Page 4 - Reflections on the Danger of a Single Story
P. 4

  In her TED Talk, Chimamanda Adichie explores the damage of what can happen in the telling and believing in a single story. She discusses her own childhood beliefs of created stigmas bred from literature that featured “white and blue-eyed” youngsters who “played in the snow...ate apples, and...talked a lot about the weather”. Similarly, while attending university in America, her roommate’s narrow view of Adichie’s Nigerian homelife and culture was probably also born out of limited and often stereotyped characters seen in literature and beyond. Regardless of roots, color, language, or any other factor, these “single stories” that instill people with a particular vision of a group of people can be harmful not only to the individual but also to all societies.
To the eye, I am a light-haired, light-eyed, light-skinned woman. I tell you that I was predominantly educated in Queens, New York, followed by a high school career in upstate, suburban Brewster, New York. You meet my mother--a petite, milky-skinned, brunette with green eyes; my stepfather (who I will ultimately introduce as my “dad”)--a tall caucasian man also with light features; and my three brothers--two blonde, one brunette, all with a similar stature, although one may appear to look a little more like me, because while the other two are step-brothers (which I also will not differentiate), he is my blood. You may immediately assume a middle class, suburban upbringing of an all-caucasian family, and I won’t correct you because I am not privy to the private thoughts and assumptions created when you look at me. What you won’t know is that my father, and therefore half of my bloodline, is Jamaican.
I can recall so many moments of what Nella Larson refers to as “passing”, or being a biracial with the privilege of appearing more “white” in a world where that equates to power. Growing up, no matter how much I could mesh in with those that looked like me, I still often felt confused at where I belonged. This was only intensified spending summers with my dark-skinned dad in a neighborhood where my lighter complexion was without a doubt, the absolute minority, and where I could not “pass” so obviously. In both places, and both worlds, so many assumptions were made about me before I could open my mouth. In my mom’s world, peers were intrigued--had I ever been to Jamaica? Did my dad make jerk chicken when I visited? In my dad’s world, I didn’t belong--you don’t listen to rap, do you? You sound “white”, are you really his daughter? In my own worlds, people had not only one, but two “single stories” about me, who I was, what I liked, what I celebrated, and where I belonged.

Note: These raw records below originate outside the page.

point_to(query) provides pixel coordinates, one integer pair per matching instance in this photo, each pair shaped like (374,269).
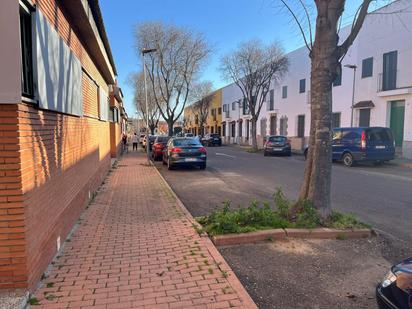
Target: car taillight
(176,150)
(363,140)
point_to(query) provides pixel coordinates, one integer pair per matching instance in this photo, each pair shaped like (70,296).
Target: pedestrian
(135,141)
(124,142)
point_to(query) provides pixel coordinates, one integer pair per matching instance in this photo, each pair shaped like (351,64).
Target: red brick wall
(66,157)
(50,163)
(13,269)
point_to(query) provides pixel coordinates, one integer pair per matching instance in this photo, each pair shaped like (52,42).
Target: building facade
(61,117)
(378,64)
(213,122)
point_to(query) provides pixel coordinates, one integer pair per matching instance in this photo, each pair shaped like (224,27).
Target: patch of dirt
(311,273)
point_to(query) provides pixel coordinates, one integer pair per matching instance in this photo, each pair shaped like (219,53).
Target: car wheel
(348,159)
(169,165)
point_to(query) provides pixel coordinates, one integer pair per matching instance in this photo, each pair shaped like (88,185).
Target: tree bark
(170,123)
(325,64)
(254,138)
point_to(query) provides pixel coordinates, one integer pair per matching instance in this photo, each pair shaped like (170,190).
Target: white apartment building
(382,54)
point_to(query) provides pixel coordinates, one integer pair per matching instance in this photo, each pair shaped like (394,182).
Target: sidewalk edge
(232,278)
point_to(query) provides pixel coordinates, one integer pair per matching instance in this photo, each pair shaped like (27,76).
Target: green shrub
(257,216)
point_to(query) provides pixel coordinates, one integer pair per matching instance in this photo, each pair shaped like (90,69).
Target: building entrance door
(397,121)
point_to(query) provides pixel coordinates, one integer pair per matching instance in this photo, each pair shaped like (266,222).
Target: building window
(301,126)
(364,117)
(245,106)
(302,85)
(283,126)
(26,52)
(272,100)
(336,120)
(367,67)
(390,67)
(338,80)
(284,92)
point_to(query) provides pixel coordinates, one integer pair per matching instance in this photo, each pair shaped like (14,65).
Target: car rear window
(277,139)
(186,142)
(379,135)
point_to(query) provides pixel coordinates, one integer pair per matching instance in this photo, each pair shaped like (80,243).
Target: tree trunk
(254,138)
(318,171)
(170,127)
(152,129)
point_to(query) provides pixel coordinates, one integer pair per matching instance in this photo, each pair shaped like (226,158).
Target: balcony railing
(388,80)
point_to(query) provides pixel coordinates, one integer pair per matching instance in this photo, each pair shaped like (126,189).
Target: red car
(158,145)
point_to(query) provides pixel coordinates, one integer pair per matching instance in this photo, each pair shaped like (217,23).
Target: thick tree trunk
(318,171)
(170,127)
(152,129)
(254,137)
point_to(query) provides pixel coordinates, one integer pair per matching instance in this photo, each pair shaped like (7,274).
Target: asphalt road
(379,195)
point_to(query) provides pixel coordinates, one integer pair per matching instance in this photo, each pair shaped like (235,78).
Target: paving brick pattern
(135,247)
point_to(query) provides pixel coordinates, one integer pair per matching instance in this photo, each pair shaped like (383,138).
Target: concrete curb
(282,234)
(224,267)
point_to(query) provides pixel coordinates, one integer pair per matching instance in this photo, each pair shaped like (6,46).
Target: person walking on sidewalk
(135,141)
(124,143)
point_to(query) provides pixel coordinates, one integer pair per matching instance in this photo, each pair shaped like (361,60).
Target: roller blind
(58,71)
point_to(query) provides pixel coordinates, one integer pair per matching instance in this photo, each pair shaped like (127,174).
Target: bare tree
(174,66)
(202,92)
(254,68)
(152,115)
(326,54)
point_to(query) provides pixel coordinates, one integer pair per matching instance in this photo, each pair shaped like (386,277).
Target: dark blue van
(373,144)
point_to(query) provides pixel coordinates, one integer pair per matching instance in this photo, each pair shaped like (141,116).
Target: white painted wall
(381,33)
(10,62)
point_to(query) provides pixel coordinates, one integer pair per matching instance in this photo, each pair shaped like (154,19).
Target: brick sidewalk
(135,247)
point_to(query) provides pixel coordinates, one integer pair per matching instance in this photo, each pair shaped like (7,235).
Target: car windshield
(277,139)
(186,142)
(379,135)
(162,139)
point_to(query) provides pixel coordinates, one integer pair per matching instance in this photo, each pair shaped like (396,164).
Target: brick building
(61,120)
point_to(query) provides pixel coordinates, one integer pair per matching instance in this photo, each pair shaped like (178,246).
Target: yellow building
(212,123)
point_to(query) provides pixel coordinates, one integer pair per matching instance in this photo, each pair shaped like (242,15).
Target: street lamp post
(353,67)
(145,51)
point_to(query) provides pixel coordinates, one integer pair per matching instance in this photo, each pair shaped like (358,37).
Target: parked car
(352,145)
(211,139)
(277,144)
(395,290)
(158,146)
(184,151)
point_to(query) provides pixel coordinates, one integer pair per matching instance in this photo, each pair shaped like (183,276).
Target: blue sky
(225,23)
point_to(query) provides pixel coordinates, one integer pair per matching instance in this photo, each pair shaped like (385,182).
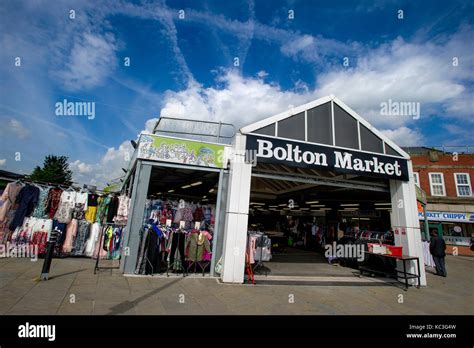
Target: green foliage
(55,170)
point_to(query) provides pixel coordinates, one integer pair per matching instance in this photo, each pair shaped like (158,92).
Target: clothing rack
(52,184)
(260,267)
(104,227)
(196,263)
(181,266)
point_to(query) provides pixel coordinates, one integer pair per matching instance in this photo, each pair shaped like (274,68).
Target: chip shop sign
(159,148)
(292,153)
(447,216)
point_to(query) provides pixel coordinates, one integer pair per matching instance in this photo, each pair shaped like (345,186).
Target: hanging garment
(108,235)
(79,244)
(196,244)
(92,200)
(8,198)
(54,198)
(78,211)
(66,206)
(92,240)
(103,203)
(141,259)
(40,210)
(70,235)
(116,242)
(40,241)
(153,254)
(99,251)
(91,214)
(26,199)
(198,215)
(251,248)
(122,211)
(177,255)
(112,209)
(82,198)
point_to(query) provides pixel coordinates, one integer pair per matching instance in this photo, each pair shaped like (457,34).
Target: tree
(55,170)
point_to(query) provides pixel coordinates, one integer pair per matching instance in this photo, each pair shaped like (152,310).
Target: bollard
(53,238)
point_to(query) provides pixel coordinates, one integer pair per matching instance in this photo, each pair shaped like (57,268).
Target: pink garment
(206,256)
(9,198)
(252,247)
(207,234)
(99,250)
(70,234)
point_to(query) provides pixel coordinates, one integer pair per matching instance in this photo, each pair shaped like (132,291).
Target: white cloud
(239,101)
(91,60)
(109,168)
(404,136)
(406,72)
(16,128)
(262,74)
(81,167)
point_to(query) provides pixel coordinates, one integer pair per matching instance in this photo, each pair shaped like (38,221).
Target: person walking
(438,251)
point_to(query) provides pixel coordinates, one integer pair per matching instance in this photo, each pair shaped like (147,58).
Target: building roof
(326,121)
(6,175)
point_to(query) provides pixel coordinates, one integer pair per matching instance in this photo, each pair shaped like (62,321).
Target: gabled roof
(326,121)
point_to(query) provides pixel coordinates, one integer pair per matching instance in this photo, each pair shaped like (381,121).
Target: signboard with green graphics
(158,148)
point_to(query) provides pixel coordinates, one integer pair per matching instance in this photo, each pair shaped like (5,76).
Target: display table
(400,274)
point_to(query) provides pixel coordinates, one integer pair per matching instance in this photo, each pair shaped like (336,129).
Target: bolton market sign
(297,154)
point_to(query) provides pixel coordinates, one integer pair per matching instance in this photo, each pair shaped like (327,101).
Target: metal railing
(220,131)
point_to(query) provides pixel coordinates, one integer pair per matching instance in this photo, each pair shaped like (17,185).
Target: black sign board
(297,154)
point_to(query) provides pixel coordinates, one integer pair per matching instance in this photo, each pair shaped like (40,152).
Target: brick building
(446,177)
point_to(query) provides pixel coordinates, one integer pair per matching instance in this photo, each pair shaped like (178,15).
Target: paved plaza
(74,289)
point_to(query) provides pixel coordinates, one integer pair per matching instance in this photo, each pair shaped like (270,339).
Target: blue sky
(184,67)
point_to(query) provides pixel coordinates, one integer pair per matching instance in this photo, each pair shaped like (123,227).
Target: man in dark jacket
(438,250)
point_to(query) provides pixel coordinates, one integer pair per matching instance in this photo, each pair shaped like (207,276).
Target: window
(437,184)
(292,127)
(369,141)
(267,130)
(416,176)
(346,129)
(463,184)
(320,124)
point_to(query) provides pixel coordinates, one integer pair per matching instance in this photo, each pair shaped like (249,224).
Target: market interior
(301,210)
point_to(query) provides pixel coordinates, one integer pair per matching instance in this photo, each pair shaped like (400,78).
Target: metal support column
(217,222)
(135,220)
(427,227)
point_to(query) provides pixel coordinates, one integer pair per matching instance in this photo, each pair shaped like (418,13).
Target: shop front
(313,175)
(457,228)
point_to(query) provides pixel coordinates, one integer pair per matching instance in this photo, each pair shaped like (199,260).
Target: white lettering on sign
(448,216)
(291,154)
(346,161)
(342,159)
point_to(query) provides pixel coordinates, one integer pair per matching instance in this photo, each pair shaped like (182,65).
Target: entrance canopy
(325,135)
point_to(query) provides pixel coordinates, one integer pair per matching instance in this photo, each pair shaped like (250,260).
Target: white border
(416,175)
(442,182)
(468,183)
(273,119)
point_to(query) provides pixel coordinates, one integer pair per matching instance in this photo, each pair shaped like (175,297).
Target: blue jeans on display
(440,265)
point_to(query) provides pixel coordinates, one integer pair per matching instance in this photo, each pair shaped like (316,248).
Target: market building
(319,164)
(446,177)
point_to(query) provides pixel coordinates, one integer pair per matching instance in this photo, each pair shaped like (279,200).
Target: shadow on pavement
(127,305)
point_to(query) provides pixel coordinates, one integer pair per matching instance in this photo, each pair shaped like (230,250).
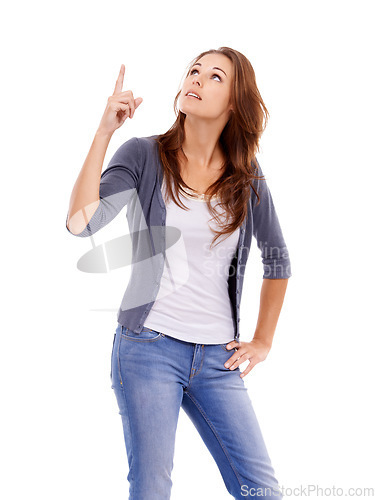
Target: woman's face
(211,79)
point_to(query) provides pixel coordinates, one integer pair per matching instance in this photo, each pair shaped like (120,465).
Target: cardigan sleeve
(268,233)
(118,183)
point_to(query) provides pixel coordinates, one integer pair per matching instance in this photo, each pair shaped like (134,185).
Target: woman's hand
(254,351)
(120,106)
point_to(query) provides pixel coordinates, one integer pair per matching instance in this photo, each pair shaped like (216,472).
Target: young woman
(177,337)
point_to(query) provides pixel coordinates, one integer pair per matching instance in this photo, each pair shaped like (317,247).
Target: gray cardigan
(134,178)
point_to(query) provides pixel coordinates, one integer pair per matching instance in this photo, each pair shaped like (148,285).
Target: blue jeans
(153,375)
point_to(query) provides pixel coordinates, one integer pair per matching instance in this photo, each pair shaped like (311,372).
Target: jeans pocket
(145,335)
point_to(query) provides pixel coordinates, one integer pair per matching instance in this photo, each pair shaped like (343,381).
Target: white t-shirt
(193,302)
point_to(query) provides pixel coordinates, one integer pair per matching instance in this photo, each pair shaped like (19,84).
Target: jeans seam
(200,409)
(118,362)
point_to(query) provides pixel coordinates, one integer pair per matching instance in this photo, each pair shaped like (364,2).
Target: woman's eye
(191,72)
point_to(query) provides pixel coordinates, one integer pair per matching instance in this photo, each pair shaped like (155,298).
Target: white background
(61,432)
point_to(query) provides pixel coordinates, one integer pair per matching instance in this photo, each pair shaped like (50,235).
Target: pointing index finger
(120,80)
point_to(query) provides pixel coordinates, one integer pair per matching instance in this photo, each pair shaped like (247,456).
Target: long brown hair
(239,140)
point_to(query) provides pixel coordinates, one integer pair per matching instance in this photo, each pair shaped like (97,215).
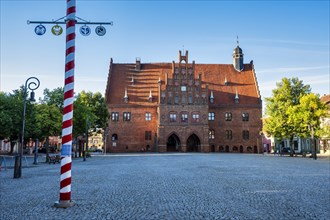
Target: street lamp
(31,83)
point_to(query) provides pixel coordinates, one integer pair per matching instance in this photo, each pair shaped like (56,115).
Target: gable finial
(150,96)
(226,81)
(236,97)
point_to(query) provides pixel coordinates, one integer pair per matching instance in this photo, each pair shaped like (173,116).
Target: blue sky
(283,38)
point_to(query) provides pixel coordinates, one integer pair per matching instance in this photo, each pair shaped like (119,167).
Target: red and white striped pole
(66,162)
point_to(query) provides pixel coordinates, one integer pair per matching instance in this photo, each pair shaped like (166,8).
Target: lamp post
(32,84)
(86,147)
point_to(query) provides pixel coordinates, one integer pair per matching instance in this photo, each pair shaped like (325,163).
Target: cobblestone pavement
(173,186)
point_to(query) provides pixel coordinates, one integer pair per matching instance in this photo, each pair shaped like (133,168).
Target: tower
(238,58)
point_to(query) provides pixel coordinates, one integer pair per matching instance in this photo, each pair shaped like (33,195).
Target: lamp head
(32,95)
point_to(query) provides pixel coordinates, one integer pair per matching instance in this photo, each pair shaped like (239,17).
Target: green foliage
(305,117)
(54,97)
(293,110)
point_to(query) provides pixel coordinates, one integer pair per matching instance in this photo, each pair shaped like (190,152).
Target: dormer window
(245,116)
(211,97)
(228,116)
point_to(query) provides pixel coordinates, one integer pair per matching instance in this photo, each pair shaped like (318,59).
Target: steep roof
(213,75)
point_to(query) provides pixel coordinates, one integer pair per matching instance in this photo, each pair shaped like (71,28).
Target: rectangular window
(228,116)
(148,135)
(148,116)
(195,117)
(172,117)
(211,116)
(229,135)
(245,116)
(126,116)
(190,99)
(114,116)
(184,117)
(211,134)
(246,135)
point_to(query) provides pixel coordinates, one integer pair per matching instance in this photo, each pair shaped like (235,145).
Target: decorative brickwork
(183,107)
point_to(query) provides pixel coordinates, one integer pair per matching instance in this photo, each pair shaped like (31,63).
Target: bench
(54,159)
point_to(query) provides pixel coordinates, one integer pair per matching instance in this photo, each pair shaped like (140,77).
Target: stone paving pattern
(173,186)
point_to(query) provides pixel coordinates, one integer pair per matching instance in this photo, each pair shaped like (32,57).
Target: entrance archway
(193,143)
(173,143)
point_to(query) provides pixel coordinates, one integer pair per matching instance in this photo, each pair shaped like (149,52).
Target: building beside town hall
(184,106)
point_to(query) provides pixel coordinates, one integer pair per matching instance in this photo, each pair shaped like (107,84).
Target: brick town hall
(184,107)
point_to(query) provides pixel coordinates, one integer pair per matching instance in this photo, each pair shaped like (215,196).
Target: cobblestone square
(173,186)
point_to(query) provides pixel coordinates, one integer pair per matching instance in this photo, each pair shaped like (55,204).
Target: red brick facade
(184,107)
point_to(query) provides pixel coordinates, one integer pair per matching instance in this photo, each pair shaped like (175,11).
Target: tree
(11,111)
(287,95)
(306,116)
(54,97)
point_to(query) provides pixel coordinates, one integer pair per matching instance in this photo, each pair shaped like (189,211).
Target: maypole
(70,21)
(66,161)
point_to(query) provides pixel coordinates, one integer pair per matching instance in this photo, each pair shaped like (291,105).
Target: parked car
(287,151)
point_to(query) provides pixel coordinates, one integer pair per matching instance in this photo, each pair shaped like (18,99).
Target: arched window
(211,134)
(229,134)
(114,137)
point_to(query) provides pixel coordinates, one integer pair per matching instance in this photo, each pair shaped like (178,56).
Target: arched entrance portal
(173,143)
(193,143)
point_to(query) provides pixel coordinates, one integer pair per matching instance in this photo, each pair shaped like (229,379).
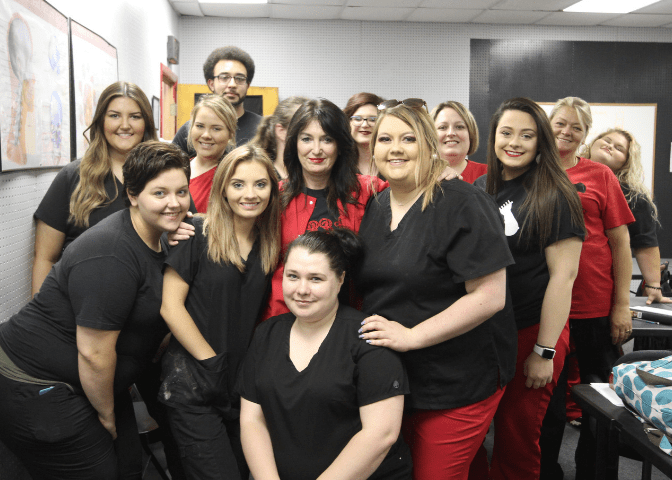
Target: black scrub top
(313,414)
(224,302)
(54,209)
(418,270)
(108,279)
(529,276)
(643,229)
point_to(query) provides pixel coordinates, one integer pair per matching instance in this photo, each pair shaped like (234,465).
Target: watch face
(548,354)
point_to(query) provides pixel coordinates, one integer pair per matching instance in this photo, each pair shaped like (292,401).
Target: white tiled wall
(139,30)
(335,59)
(332,59)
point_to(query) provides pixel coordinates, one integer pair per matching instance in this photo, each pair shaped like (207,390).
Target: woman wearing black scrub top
(214,289)
(318,402)
(434,272)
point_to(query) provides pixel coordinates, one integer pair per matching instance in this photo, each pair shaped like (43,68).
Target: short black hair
(228,53)
(147,161)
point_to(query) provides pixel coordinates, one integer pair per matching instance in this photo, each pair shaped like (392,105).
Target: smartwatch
(544,352)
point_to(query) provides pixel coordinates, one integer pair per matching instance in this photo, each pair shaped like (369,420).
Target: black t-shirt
(54,209)
(529,276)
(643,229)
(313,414)
(245,131)
(108,279)
(419,270)
(224,302)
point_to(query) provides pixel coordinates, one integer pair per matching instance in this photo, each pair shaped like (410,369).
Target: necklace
(412,199)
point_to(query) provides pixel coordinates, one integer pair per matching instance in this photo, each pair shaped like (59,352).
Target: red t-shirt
(200,187)
(604,208)
(473,171)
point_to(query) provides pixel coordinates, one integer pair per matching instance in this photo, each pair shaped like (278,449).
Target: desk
(642,328)
(617,425)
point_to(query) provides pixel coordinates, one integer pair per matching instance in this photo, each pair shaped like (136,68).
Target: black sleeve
(102,300)
(246,383)
(474,231)
(180,139)
(185,256)
(643,229)
(564,227)
(380,374)
(54,209)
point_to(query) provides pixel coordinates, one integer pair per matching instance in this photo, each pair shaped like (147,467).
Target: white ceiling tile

It’s interesting to me that I have lived my whole existence trying to find this balance between these stories, for myself, and that I still could be naive enough to find myself sometimes creating and believing in the single story of another. Although that doesn’t always mean that what I attach is negative, it is still limiting, and does not paint a picture of a whole person or group of people. Adjusting our personal inner narratives and assumptions is pivotal to our success as teachers of an ELL population. It’s equally important to make sure that we consistently show students many different representations of their own individuality and cultures through literature, successful icons, images, etc. in addition to a vast and varied set of images and stories of others, so that they may not so easily fall victim to or be victims of a single story.